One of the biggest myths about leaving religion is that you’ll end up isolated. But humans are social creatures. We invent connection anywhere. From group fitness classes to online forums, we’re constantly creating new rituals of belonging.
When we gather for birthdays, concerts, or even Sunday brunch, we’re tapping into the same psychological circuits that ancient ceremonies used. It’s not about God. It’s about community. Research shows what many already feel: we thrive when we belong.
I once joined a local astronomy club just to see Saturn through a telescope. The moment the planet came into focus, the group gasped together. Total strangers, unified by a tiny glowing ring 900 million miles away. That was church enough for me.
Connection doesn’t require a creed. It requires showing up with others who care.
So, Do You Really Need God To Feel Awe?
If by God you mean a supernatural overseer, no. What you need is the willingness to be surprised. Awe lives in sunsets, in physics equations, in music that makes your spine tingle. It lives in the laugh of someone you love. It lives in the absurd fact that we exist at all.
Atheist or believer, everyone has access to these moments. They’re the universal human inheritance. If you want more meaning without religion, the path is simple: cultivate practices that make you present, seek out experiences that move you, and share them with others.

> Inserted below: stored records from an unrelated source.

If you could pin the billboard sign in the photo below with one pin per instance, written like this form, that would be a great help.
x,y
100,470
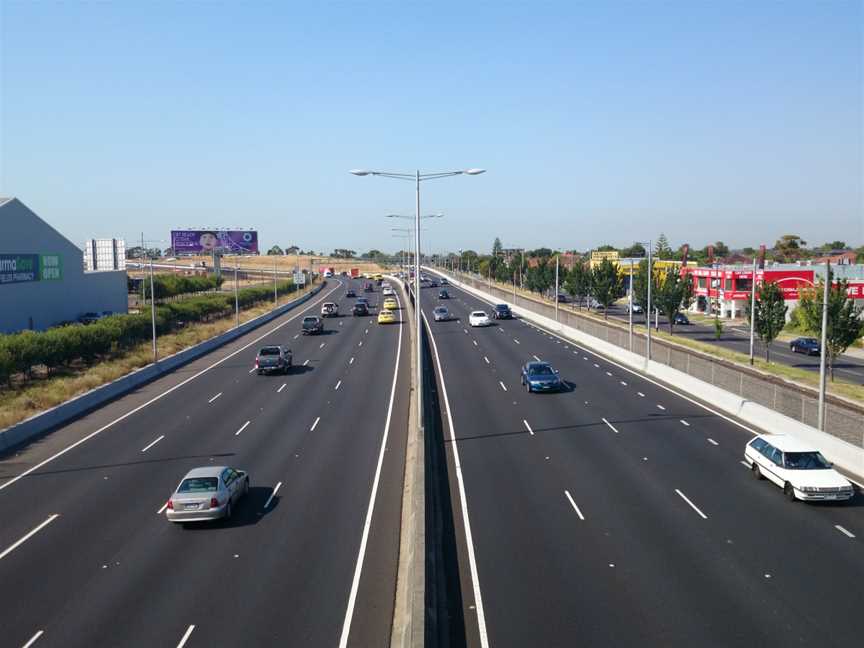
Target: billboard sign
x,y
20,268
205,241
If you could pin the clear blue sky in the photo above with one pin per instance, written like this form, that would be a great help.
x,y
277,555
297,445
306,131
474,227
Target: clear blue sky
x,y
597,121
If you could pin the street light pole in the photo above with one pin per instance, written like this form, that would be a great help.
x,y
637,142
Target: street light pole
x,y
648,309
822,347
153,310
753,310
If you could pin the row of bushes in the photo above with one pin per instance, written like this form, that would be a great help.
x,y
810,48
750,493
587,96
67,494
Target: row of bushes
x,y
171,285
59,347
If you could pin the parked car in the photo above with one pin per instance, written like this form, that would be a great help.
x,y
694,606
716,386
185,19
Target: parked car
x,y
796,467
273,359
441,314
207,493
479,318
89,317
502,311
540,376
810,346
312,325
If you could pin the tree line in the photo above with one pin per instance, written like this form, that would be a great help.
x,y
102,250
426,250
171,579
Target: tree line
x,y
109,337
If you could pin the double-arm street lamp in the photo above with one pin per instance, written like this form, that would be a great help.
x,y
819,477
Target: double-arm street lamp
x,y
417,178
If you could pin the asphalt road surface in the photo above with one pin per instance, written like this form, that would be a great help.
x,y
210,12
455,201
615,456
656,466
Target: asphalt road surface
x,y
88,559
737,338
619,513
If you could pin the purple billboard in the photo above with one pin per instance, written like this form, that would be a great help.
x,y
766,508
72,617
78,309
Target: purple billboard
x,y
205,241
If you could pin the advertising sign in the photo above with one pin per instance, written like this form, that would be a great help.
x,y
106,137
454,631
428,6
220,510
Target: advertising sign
x,y
205,241
17,268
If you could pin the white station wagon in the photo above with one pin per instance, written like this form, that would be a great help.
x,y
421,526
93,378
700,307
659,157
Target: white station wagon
x,y
802,472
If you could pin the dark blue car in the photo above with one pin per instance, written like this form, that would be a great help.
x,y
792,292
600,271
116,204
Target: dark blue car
x,y
810,346
540,376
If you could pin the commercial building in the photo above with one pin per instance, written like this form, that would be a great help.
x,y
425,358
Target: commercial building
x,y
42,277
104,254
729,287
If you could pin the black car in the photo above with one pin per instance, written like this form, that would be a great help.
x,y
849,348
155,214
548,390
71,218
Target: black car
x,y
312,325
502,311
810,346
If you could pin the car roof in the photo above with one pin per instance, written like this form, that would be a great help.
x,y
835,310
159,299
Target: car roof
x,y
205,471
786,443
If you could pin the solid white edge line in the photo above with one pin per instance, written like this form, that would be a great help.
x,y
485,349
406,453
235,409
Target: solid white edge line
x,y
273,494
186,636
844,531
152,443
29,535
463,501
573,504
165,393
692,505
361,554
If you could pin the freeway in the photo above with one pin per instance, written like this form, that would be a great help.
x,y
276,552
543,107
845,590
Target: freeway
x,y
737,338
309,557
619,512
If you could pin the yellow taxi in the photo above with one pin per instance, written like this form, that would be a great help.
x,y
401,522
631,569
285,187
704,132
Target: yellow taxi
x,y
386,317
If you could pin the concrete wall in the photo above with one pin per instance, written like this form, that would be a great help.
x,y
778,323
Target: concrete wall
x,y
41,304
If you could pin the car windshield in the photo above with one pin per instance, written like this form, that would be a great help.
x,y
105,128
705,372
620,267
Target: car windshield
x,y
198,485
805,461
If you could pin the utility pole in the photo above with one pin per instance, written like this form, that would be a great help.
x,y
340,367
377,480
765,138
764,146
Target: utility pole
x,y
753,310
823,351
236,295
648,307
152,311
557,264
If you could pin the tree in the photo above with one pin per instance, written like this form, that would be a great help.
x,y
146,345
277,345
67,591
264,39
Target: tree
x,y
770,314
844,318
673,292
577,283
634,251
606,284
788,247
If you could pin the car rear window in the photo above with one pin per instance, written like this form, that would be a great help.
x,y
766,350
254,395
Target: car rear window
x,y
199,485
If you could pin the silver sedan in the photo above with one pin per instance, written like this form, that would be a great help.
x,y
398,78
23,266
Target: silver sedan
x,y
207,493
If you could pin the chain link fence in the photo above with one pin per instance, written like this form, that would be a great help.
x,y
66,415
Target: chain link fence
x,y
842,420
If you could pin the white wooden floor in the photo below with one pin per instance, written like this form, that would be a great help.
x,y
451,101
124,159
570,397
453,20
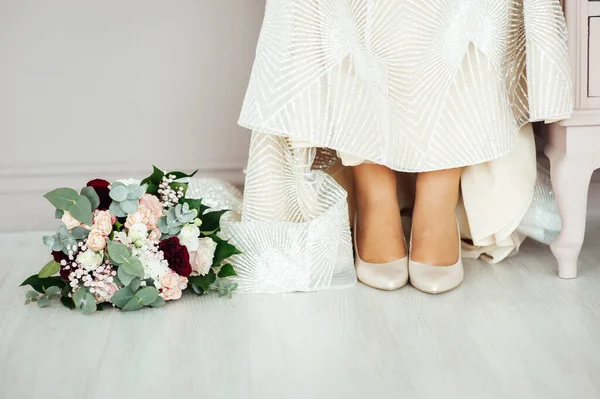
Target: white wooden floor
x,y
513,330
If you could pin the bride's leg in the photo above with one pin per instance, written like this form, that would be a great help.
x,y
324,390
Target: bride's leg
x,y
379,234
435,235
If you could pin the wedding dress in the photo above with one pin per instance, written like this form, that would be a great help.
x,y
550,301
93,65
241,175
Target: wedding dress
x,y
416,85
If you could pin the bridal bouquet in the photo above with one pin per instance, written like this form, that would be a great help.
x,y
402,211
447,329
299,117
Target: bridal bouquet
x,y
132,244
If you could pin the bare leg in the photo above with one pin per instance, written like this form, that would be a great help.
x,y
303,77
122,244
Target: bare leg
x,y
379,235
435,236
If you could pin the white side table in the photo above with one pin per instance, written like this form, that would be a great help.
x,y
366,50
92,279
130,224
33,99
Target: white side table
x,y
574,145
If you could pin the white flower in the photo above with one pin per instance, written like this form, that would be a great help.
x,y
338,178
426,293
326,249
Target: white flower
x,y
89,259
127,182
188,236
202,259
138,233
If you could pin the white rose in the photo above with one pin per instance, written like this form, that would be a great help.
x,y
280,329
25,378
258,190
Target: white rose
x,y
138,233
69,221
188,236
201,260
89,259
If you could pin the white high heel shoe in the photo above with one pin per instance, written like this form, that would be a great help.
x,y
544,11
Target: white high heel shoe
x,y
384,276
436,279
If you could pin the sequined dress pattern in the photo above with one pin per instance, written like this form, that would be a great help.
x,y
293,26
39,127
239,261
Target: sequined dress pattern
x,y
415,85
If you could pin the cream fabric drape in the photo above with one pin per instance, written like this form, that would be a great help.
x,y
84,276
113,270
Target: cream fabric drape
x,y
415,85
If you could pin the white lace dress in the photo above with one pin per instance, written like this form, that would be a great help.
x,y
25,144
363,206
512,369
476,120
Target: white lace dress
x,y
416,85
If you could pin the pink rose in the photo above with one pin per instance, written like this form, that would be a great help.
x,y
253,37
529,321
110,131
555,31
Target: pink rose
x,y
202,259
154,235
153,206
172,285
103,222
96,240
70,221
148,213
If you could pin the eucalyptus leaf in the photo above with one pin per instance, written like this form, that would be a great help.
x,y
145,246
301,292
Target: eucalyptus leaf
x,y
84,301
54,290
129,206
223,251
198,290
48,241
67,302
81,210
91,194
121,297
89,304
31,294
43,302
125,277
117,252
159,303
49,269
147,295
134,191
203,282
62,198
40,284
211,221
118,193
133,266
133,304
135,284
115,209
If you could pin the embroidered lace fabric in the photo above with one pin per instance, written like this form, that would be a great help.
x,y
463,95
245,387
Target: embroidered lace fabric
x,y
415,85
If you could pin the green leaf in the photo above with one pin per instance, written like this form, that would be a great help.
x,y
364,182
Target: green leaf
x,y
135,284
227,271
198,290
54,290
134,191
117,252
49,241
211,221
49,269
40,284
82,210
79,233
84,301
122,297
31,294
129,206
147,295
179,175
132,305
196,204
159,303
203,282
224,250
68,302
118,193
125,277
62,198
115,209
155,177
133,266
91,194
43,302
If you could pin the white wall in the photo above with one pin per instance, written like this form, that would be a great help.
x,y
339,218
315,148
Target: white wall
x,y
105,88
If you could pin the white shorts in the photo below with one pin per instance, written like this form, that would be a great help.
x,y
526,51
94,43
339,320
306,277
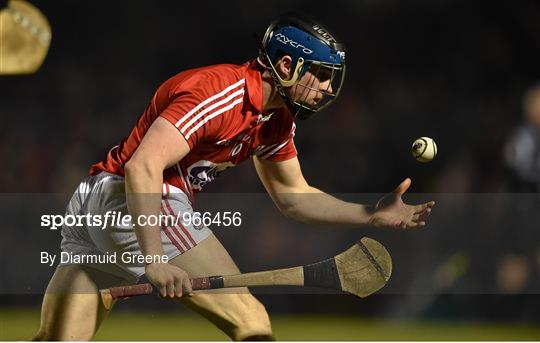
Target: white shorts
x,y
105,192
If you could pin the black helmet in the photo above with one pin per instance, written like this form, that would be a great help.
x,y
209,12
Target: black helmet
x,y
312,49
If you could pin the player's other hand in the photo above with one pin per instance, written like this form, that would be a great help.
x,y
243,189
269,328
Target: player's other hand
x,y
170,280
391,211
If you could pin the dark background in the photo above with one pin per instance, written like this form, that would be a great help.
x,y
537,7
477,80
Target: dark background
x,y
452,70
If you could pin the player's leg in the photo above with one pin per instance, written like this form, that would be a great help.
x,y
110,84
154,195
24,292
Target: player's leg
x,y
235,311
72,308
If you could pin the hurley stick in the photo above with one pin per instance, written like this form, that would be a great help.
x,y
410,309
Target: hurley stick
x,y
361,270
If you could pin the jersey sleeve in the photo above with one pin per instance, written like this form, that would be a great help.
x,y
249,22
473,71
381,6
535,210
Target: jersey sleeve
x,y
284,149
196,110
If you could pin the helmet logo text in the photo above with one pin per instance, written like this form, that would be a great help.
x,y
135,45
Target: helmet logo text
x,y
286,40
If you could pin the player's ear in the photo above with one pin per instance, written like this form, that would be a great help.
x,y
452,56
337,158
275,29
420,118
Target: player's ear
x,y
284,67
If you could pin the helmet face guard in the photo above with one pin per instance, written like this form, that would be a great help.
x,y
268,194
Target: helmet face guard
x,y
318,63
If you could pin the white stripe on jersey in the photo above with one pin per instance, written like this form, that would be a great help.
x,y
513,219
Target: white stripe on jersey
x,y
212,98
213,115
279,147
210,108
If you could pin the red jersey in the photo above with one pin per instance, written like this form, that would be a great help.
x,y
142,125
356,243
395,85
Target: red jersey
x,y
218,110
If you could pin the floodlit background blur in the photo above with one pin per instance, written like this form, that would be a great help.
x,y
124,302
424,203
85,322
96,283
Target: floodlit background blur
x,y
462,73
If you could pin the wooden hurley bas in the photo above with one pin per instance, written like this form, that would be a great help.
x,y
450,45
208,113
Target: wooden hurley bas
x,y
361,270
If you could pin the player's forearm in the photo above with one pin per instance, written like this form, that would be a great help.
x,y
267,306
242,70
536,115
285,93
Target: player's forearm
x,y
143,195
317,207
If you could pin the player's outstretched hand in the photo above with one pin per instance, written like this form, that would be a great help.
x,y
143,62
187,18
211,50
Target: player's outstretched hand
x,y
391,211
170,280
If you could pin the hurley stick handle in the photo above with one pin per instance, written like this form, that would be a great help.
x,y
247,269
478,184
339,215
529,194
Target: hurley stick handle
x,y
287,276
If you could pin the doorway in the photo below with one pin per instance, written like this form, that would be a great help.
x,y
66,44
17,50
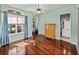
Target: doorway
x,y
65,27
50,31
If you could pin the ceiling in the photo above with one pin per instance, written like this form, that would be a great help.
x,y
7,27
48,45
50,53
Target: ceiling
x,y
44,7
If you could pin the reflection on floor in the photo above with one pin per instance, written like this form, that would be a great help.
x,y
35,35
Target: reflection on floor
x,y
38,46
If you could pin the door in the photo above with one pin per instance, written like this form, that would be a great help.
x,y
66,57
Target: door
x,y
50,30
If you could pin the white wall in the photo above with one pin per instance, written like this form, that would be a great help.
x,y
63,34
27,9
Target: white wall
x,y
54,17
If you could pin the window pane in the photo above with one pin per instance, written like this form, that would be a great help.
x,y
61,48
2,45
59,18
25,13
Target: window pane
x,y
20,20
20,28
12,20
12,28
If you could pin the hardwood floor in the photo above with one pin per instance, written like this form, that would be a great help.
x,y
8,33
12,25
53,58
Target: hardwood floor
x,y
39,46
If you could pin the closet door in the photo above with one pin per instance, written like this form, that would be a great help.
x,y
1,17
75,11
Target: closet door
x,y
50,31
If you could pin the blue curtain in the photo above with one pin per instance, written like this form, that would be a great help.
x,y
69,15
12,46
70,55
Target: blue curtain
x,y
26,27
4,37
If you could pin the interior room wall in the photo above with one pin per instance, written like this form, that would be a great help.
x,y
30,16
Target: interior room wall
x,y
54,17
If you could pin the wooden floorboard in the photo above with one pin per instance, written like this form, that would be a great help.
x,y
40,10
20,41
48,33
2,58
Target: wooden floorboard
x,y
43,46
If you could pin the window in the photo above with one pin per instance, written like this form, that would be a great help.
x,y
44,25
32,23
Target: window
x,y
15,24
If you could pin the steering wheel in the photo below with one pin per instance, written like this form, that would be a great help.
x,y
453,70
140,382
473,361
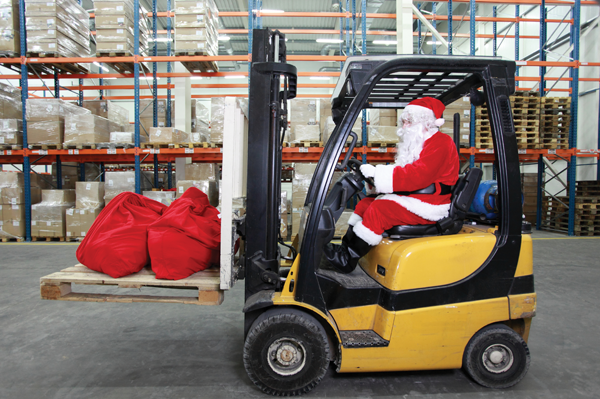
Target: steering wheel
x,y
354,164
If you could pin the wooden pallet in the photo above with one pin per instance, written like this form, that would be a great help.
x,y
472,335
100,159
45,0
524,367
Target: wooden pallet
x,y
13,239
47,239
381,144
50,67
307,144
11,147
45,146
57,286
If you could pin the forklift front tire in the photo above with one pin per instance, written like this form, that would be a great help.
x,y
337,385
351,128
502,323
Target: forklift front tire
x,y
286,352
497,357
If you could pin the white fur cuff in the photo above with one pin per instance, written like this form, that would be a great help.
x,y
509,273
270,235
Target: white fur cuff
x,y
384,178
423,209
354,218
367,235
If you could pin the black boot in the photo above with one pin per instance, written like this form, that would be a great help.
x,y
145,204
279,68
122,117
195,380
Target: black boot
x,y
345,257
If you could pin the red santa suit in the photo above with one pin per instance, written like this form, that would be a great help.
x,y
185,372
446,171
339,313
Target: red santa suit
x,y
437,163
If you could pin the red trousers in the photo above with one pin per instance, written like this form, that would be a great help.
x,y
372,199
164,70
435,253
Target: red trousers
x,y
381,215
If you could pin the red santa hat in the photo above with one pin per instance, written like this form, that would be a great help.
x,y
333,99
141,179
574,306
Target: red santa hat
x,y
429,105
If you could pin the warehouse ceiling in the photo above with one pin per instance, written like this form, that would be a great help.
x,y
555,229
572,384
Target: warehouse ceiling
x,y
305,44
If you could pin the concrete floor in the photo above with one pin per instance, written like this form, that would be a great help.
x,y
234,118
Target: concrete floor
x,y
53,349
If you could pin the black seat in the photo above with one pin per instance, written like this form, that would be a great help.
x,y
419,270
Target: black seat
x,y
463,193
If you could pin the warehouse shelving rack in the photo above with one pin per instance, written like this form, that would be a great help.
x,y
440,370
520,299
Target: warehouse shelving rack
x,y
137,156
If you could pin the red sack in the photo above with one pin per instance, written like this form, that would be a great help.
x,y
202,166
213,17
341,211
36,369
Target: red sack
x,y
187,238
116,244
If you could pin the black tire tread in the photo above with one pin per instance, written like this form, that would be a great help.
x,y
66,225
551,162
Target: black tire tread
x,y
290,316
468,361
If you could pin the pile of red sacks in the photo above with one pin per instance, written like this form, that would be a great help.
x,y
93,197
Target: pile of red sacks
x,y
134,231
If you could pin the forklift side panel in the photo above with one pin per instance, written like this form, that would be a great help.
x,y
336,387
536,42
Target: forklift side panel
x,y
427,339
428,261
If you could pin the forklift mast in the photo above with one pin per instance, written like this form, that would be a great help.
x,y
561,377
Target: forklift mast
x,y
267,124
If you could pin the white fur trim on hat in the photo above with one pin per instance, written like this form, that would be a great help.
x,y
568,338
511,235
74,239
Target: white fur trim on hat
x,y
423,209
367,235
384,178
354,218
417,109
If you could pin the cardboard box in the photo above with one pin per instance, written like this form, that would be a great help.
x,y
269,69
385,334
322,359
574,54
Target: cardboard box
x,y
16,195
167,135
45,132
208,187
202,171
89,195
58,197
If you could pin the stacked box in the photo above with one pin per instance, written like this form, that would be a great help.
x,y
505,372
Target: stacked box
x,y
463,108
11,132
383,117
382,134
46,119
208,187
58,28
9,28
217,119
167,135
108,110
202,171
196,27
119,182
200,122
115,29
89,204
88,129
48,218
10,102
12,202
69,172
147,118
164,197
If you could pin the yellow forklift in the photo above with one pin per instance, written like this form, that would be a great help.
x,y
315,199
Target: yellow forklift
x,y
455,294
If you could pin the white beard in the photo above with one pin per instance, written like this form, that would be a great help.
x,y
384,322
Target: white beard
x,y
411,143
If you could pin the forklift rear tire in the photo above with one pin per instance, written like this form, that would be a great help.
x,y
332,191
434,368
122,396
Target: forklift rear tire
x,y
497,357
286,352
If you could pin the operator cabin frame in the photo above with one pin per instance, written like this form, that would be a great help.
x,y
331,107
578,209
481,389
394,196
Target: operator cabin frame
x,y
392,82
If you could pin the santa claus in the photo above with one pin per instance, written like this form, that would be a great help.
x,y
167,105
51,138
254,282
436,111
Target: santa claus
x,y
415,190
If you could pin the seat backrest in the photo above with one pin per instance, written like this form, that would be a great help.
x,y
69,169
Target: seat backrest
x,y
464,192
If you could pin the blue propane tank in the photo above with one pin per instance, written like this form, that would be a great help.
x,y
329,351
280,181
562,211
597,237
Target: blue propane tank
x,y
485,201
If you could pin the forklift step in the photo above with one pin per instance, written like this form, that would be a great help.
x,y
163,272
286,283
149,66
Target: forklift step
x,y
362,339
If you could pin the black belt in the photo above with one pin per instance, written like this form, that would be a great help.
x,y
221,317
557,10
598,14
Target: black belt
x,y
445,189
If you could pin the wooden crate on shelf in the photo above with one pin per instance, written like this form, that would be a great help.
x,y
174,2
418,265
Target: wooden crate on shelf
x,y
555,122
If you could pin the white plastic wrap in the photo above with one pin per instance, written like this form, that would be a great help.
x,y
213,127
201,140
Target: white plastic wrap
x,y
89,194
208,187
10,102
88,129
164,197
48,217
217,119
305,133
108,110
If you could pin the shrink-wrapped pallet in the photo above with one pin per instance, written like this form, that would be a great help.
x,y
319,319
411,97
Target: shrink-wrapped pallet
x,y
11,132
48,217
10,102
217,119
164,197
58,28
208,187
109,110
88,129
167,135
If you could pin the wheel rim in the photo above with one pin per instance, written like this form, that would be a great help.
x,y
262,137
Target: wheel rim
x,y
497,358
286,356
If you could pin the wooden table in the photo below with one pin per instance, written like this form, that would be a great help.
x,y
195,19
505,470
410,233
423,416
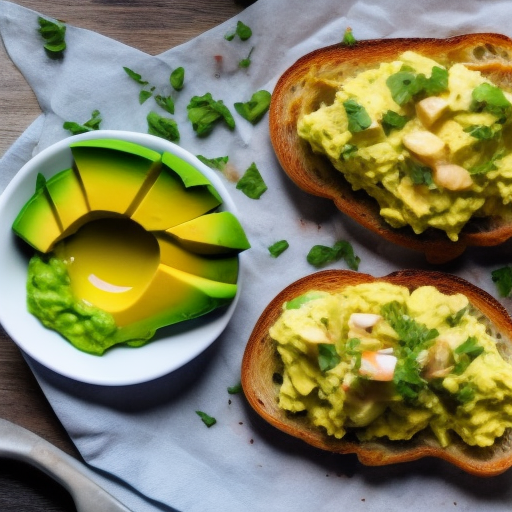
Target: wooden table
x,y
167,23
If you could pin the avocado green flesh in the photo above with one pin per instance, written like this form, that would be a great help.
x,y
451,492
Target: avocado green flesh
x,y
377,161
462,389
149,193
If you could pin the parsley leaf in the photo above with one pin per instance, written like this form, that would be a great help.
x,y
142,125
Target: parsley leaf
x,y
245,63
252,183
233,390
503,279
328,358
320,255
391,120
163,127
177,78
278,248
348,38
254,109
54,34
490,98
358,118
207,420
214,163
90,125
204,112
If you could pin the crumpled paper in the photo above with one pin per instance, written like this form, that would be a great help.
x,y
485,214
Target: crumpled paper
x,y
147,444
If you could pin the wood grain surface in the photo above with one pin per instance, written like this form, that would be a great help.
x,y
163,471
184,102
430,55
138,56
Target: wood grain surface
x,y
167,23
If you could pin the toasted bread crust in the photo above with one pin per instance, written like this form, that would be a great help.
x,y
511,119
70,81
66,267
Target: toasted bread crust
x,y
261,362
295,94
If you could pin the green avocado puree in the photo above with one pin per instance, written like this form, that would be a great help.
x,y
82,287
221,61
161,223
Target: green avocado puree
x,y
449,376
365,130
50,299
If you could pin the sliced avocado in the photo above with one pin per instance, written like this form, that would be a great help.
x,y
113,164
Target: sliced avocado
x,y
67,195
223,269
37,222
175,198
173,296
215,233
114,173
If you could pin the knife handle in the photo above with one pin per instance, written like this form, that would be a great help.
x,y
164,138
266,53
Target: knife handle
x,y
19,443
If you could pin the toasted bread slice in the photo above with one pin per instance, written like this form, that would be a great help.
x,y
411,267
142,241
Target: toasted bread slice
x,y
261,363
313,80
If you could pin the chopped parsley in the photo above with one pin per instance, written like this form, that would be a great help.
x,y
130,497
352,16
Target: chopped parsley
x,y
358,118
503,279
92,124
328,358
54,35
207,420
320,255
177,78
278,248
348,37
254,109
204,113
252,183
163,127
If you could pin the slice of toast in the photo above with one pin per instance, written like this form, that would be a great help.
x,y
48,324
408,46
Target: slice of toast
x,y
313,80
261,363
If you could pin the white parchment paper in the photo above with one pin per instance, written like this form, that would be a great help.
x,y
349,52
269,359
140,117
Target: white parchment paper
x,y
148,445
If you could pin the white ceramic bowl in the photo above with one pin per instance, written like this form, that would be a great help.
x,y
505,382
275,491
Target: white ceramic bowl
x,y
171,348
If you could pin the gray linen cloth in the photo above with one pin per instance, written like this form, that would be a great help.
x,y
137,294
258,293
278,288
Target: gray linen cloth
x,y
149,447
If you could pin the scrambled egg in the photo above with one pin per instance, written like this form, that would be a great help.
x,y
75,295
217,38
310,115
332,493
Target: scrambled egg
x,y
379,361
430,144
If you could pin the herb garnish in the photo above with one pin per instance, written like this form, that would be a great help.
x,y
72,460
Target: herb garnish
x,y
503,279
254,109
177,78
207,420
242,31
88,126
321,255
252,183
54,34
358,118
328,358
204,112
278,248
163,127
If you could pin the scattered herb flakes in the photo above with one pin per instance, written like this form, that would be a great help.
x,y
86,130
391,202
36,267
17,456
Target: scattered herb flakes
x,y
207,420
135,76
204,112
321,255
40,181
163,127
503,279
54,34
242,31
218,163
254,109
358,118
252,183
177,78
348,37
245,63
88,126
278,248
233,390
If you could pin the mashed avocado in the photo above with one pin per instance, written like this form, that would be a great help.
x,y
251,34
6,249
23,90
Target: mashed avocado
x,y
431,145
380,361
50,299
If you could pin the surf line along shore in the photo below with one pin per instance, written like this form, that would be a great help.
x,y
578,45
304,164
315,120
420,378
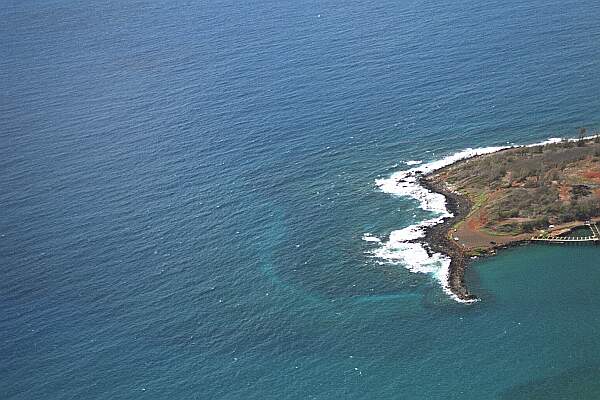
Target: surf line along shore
x,y
436,238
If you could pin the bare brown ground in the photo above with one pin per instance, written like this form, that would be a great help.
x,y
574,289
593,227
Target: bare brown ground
x,y
471,236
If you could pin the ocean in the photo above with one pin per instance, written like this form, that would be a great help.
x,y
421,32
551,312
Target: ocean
x,y
194,202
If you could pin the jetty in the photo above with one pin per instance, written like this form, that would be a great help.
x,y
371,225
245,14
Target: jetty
x,y
594,238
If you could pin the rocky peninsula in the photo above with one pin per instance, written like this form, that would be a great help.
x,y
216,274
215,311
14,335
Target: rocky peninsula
x,y
509,197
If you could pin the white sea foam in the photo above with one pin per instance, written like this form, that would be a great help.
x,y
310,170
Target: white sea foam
x,y
399,248
414,162
367,237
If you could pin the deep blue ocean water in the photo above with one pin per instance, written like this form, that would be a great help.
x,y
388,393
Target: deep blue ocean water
x,y
185,185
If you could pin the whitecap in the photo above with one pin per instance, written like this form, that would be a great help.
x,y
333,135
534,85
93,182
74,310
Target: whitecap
x,y
400,247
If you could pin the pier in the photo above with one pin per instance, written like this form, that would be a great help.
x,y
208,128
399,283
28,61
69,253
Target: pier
x,y
594,238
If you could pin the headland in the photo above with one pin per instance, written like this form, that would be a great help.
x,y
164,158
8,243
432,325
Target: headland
x,y
511,196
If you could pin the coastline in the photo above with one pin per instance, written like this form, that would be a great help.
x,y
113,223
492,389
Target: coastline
x,y
436,238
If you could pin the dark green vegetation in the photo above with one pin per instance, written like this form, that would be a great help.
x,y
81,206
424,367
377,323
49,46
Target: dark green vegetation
x,y
528,188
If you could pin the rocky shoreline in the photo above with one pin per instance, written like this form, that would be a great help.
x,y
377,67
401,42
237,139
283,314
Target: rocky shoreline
x,y
436,238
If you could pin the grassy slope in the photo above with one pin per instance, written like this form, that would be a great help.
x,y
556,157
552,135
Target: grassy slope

The sacred isn’t owned by any tradition. It’s waiting for you in the ordinary.
How You Can Practice Awe
Tonight, try one tiny spiritual practice without religion. Journal about something that gave you goosebumps. Step outside and breathe in the night air like it’s holy. Light a candle at dinner just to honor being alive. Or share a moment of awe with someone close to you. Small, ordinary acts like these keep the experience of awe alive and remind you that wonder is never far away.
You can learn more and connect with me through my profile on Psychology Today.
Further Reading
Annie Dillard’s Pilgrim at Tinker Creek reminds us that the natural world can knock us flat with wonder. Sam Harris’s Waking Up: A Guide to Spirituality Without Religion is a clear-eyed defense of mindfulness for skeptics. Dacher Keltner’s Awe: The New Science of Everyday Wonder and How It Can Transform Your Life blends science and storytelling, showing how awe shapes health and relationships.